Below are some, but not all, of the typical characteristics of someone with chronic pain. As you read the list below, recall that these characteristics formed as survival strategies with the positive intention of keeping you safe and attached. Notice if there are any items in the list you disagree with. You may find yourself arguing for the value and benefit of some of the listed traits. There’s a good reason for that: some of these characteristics have worked well for you in the past and for a long time. Not only that, but many of them are also seen as admirable and rewarded. Who doesn’t want to be perfect? Not me–anymore. The problem is taking it too far. Many of these personality traits reduce and hurt the adult self.

  • Guilt and Shame
  • Self-criticism/Self-blame
  • Low self-esteem
  • High expectations for self
  • Inability to say no
  • Perfectionism
  • Not standing up for self or others
  • Holding emotions in
  • Wanting to be good and liked
  • Being hard on the self
  • Putting self last
  • Feeling worried and fearful
  • Harboring anger or resentment
  • Ignoring personal needs
  • Time urgency
  • Overly conscientious and responsible

Cancer patients may also exhibit these traits.
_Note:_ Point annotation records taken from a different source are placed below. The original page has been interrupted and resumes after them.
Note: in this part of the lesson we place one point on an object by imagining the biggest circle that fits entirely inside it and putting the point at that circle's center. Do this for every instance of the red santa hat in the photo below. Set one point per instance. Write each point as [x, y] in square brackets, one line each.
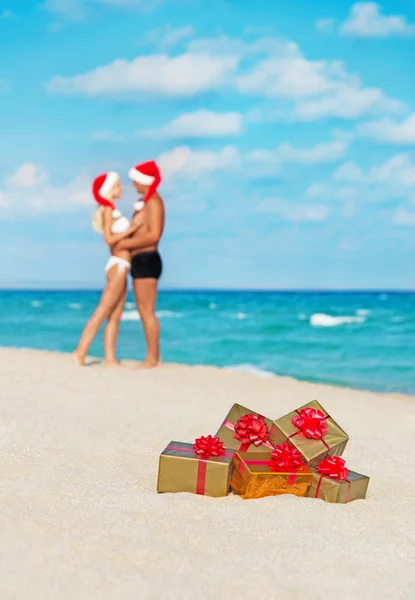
[102, 188]
[147, 174]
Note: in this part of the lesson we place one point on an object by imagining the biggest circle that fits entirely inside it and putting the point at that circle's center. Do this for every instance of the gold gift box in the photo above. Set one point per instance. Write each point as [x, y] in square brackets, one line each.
[227, 435]
[181, 470]
[259, 480]
[313, 451]
[341, 491]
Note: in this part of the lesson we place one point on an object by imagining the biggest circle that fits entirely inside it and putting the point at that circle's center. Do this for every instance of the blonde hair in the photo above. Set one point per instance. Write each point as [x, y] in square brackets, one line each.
[98, 219]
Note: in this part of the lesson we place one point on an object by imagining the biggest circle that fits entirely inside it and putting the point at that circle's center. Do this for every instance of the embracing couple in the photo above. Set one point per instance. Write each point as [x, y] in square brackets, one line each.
[134, 248]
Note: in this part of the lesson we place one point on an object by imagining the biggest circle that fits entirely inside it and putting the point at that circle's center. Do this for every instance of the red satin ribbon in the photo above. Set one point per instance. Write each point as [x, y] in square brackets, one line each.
[287, 457]
[250, 429]
[311, 423]
[284, 458]
[204, 449]
[333, 467]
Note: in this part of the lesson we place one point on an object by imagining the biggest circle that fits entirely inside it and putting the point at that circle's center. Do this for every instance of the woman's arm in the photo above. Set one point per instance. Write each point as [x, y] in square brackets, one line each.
[112, 238]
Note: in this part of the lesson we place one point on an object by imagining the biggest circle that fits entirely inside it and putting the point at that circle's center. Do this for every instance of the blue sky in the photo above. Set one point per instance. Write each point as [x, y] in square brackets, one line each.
[285, 132]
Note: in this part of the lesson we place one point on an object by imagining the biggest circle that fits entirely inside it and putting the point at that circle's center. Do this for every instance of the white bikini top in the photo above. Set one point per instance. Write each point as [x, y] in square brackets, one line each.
[121, 223]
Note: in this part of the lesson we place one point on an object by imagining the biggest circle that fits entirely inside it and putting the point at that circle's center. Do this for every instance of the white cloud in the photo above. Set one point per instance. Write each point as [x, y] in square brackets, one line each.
[224, 45]
[290, 77]
[201, 123]
[404, 218]
[267, 67]
[390, 180]
[28, 190]
[397, 171]
[105, 135]
[365, 20]
[319, 89]
[346, 102]
[386, 130]
[75, 10]
[286, 153]
[66, 9]
[193, 163]
[182, 75]
[348, 172]
[28, 175]
[325, 25]
[291, 211]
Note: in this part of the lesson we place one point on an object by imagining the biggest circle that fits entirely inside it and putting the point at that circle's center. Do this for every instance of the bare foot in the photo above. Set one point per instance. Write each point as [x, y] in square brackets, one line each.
[113, 363]
[148, 363]
[78, 360]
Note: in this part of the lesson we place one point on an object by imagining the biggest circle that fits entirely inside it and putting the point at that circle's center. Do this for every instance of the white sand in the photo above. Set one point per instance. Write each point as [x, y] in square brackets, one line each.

More specifically, Maté has identified a cancer personality type that he refers to as Type C Personality, which he describes as “extremely cooperative, patient, passive, lacking assertiveness and accepting . . . represses ‘negative’ emotions, particularly anger, while struggling to maintain a strong and happy facade.” It is this internal emotional conflict between personal wants and needs (internal child) with the desire to appease others (internal parent) that generates stress and repressed emotions within the body. This can progress to pain and disease.

 

Changing Personality Traits

This can be done! It will take time and consistent work. What is common to all of the personality traits is undervaluing and reprimanding the self. Our self-talk consists of repeated scary messages being sent to the brain, including ideas like you are unworthy, in danger, not good enough, afraid, etc. The more your brain hears these messages, the more entrenched they become until they are solidified as beliefs. (Blog: Tap Into Your Subconscious Mind to Heal)

The antidote, then, is to send the brain the opposite information, messages of kindness and care. Tell yourself, you are important, you matter, you’re safe, you count, etc. Being nice to yourself might be foreign and initially hard, but it is important for your wellness. Read more in my blog, Practice Self-Compassion for Better Health.

I have found the easiest way to send kind messages to myself is through guided daily meditations. I listen to different ones, but they all have the same theme, and most repeat the words “you are enough” at some point in the script. In addition, I monitor my self-talk and adjust my words as much as possible when I hear myself saying unfavorable, derogatory, or blaming language to myself.

It has been a few months now. For the first time, I am noticing a difference in my thoughts, emotions, and actions as a result of  my meditation practice. Just as pain neurotags can be rewired (Blog: Unlearn Your Pain with PRT), so can the neurotags for self-concepts and behaviors. 

 

Summary

Personality traits that are linked to pain and disease developed as coping mechanisms in childhood because of negative events. Although necessary at the time, continuing with these self-limiting thoughts and actions can lead to dysregulation in the body. Emotional repression and over-giving of the self creates a conflict between the needs of the internal child and the internal parent. Frequently, personal desires are given up to please others, which generates inner stress, the true cause of the ailments. Changing these personality traits is possible and requires fostering a new relationship with yourself that is based on kindness and care.